Centers for the blind can now be added to the list of civilian areas bombed by the Saudi-led coalition in Yemen — along with wedding halls, hospitals, residential neighborhoods and humanitarian aid warehouses.
Fighting broke out in Yemen, the poorest country in the Middle East, in March. A coalition of Middle Eastern nations and militants loyal to President Abd Rabbuh Mansur Hadi, led by Saudi Arabia and armed by the U.S., is combating Houthi rebels and militants loyal to former President Ali Abdullah Saleh.
Human rights organizations have accused the coalition of war crimes for targeting civilian areas.
In March, the Western-supported coalition attacked a Yemeni refugee camp, killing roughly 40 people and injuring 200 more.
The coalition then bombed an Oxfam warehouse full of life-saving humanitarian aid in April.
In September, Saudi Arabia bombed a wedding in Yemen, killing 131 civilians, including 80 women.
The next month, the coalition attacked another Yemeni wedding, killing at least 47 civilians and injuring 35 more.
In December, the coalition bombed a second Doctors Without Borders medical facility in Yemen.
Around 2,800 civilians have been killed in Yemen since the start of the war in March, according to the U.N. Another 5,300 have been wounded. At least 81 civilians were killed and 109 injured in Yemen in the month of December alone.
The Saudi-led coalition is responsible for approximately two-thirds of civilian deaths, the U.N. says. Coalition airstrikes killed at least 62 civilians in December, whereas Houthi rebels reportedly killed 11.
The U.N. has condemned the coalition for using widely banned cluster munitions in Yemen. These internationally banned weapons were provided to Saudi Arabia by the U.S. Kenneth Roth, executive director of Human Rights Watch, blasted the coalition for using the indiscriminate weapons, saying Saudi Arabia is “repeatedly using indiscriminate forms of warfare.”
A quiet, and misleading media
Despite statements by rights groups, much of the U.S. media has been actively ignoring the ongoing war. And, even when outlets do report on it, coverage is often overtly biased.

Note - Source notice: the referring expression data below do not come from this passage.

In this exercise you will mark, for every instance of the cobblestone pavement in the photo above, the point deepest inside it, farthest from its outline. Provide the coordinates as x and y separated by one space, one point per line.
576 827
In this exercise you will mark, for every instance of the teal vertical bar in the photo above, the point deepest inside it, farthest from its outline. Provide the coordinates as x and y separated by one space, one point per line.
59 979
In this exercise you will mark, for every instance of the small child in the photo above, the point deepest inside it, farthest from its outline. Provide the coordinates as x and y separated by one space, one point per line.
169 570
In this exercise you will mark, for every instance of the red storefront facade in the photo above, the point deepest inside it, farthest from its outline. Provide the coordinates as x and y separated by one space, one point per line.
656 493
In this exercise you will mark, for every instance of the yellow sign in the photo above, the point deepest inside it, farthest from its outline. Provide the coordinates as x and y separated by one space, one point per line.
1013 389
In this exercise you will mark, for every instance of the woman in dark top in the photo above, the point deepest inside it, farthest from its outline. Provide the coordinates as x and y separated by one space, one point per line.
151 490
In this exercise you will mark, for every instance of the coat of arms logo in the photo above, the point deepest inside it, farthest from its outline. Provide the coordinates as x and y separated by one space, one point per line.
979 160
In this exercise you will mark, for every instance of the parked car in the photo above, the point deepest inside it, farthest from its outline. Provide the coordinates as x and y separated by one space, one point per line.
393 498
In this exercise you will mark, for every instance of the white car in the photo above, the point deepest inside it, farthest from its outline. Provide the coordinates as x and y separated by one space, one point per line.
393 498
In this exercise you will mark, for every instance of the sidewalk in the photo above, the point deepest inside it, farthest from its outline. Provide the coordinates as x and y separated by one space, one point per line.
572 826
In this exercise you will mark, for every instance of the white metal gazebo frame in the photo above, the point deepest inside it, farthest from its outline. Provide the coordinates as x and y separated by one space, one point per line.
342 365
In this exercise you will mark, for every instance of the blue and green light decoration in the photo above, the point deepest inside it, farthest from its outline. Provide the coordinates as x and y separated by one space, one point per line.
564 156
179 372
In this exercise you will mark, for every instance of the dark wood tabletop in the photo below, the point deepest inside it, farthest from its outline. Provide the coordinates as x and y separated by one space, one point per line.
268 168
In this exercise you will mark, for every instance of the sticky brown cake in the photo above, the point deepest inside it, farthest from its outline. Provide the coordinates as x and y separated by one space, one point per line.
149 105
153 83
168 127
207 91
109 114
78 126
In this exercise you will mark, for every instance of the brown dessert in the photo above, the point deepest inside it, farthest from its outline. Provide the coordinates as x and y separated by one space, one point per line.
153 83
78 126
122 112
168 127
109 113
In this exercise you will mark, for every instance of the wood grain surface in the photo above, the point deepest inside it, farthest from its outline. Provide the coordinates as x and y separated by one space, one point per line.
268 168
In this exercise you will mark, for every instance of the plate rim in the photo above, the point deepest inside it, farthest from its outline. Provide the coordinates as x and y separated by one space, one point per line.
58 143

Reuters published a piece about the bombing of the center for the blind, euphemistically titled “Yemen war intensifies amid mounting regional tension.”
The first line of the piece calls the Yemeni rebels “Iran-allied Houthi forces,” yet the extent to which they are backed by Iran is contested, and likely greatly exaggerated.

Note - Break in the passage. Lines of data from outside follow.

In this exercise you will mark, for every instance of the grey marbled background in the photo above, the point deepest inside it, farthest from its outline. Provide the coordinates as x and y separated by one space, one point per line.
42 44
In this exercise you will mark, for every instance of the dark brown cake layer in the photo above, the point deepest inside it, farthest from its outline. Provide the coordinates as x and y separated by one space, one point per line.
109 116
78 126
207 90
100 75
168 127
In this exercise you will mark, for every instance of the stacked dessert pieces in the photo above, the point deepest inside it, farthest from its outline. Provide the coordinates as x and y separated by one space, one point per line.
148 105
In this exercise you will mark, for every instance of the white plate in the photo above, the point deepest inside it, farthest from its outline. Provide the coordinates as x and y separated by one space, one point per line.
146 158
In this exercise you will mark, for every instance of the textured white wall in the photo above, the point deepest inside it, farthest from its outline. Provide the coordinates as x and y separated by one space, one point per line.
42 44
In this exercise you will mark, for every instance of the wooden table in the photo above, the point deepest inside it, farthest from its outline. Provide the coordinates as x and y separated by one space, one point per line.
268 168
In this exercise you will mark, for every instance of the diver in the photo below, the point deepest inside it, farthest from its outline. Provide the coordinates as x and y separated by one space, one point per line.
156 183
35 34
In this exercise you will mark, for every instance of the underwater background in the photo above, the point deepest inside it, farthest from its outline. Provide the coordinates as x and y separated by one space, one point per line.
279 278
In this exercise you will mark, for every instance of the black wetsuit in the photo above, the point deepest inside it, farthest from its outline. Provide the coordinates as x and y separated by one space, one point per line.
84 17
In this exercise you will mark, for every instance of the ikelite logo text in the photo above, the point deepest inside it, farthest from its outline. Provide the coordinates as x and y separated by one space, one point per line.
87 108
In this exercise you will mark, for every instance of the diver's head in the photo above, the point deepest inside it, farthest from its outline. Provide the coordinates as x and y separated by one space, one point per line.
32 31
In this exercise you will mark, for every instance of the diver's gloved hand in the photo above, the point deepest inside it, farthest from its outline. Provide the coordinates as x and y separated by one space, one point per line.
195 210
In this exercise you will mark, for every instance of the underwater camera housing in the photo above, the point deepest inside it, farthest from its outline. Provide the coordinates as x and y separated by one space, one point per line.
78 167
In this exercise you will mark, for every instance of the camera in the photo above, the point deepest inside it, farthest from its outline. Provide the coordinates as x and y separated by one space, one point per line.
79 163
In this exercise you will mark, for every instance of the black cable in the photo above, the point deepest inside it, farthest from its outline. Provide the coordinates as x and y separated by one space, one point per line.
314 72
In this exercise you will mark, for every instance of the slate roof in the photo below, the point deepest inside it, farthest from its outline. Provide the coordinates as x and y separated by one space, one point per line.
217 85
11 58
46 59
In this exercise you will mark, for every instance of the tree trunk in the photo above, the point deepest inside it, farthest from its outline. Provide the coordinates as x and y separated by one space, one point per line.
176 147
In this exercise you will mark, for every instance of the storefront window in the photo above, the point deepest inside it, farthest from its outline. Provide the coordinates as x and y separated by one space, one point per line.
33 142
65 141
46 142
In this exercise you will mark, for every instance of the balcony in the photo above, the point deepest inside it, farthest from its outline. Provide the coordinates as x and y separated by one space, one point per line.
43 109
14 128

Award-winning investigative reporter Gareth Porter has challenged media reports of Iran ties, arguing they are not based on evidence. Porter says “false stories of Iran armed the Houthis were used to justify war in Yemen.”
Only in the third line of its article does Reuters report that “the air raids hit a care center for the blind and Yemen’s chamber of commerce headquarters.”
Newsweek reprinted the Reuters article with the equally euphemistic headline “Yemen War Heats Back Up After Relative Lull.”
The European press has devoted a little more attention to the U.K.-backed war, but even then its coverage also leaves a lot to be desired.
Britain’s The Independent ran an article on Jan. 4 that calls the brutal Saudi-led, Western-backed war “Yemen’s sectarian civil war,” implying it is about sectarianism and religion, not empire.
The piece claimed the war “has largely escaped Western media attention,” by which it actually meant the war has largely been ignored by Western media outlets.
Most glaring of all, The Independent did not mention once in the piece that this is a Western-backed war, in which the Saudi-led coalition is being actively armed by the U.S.
The article gave a heartwarming platform to a Yemeni artist, but, in the process, tried to humanize the war by depoliticizing it.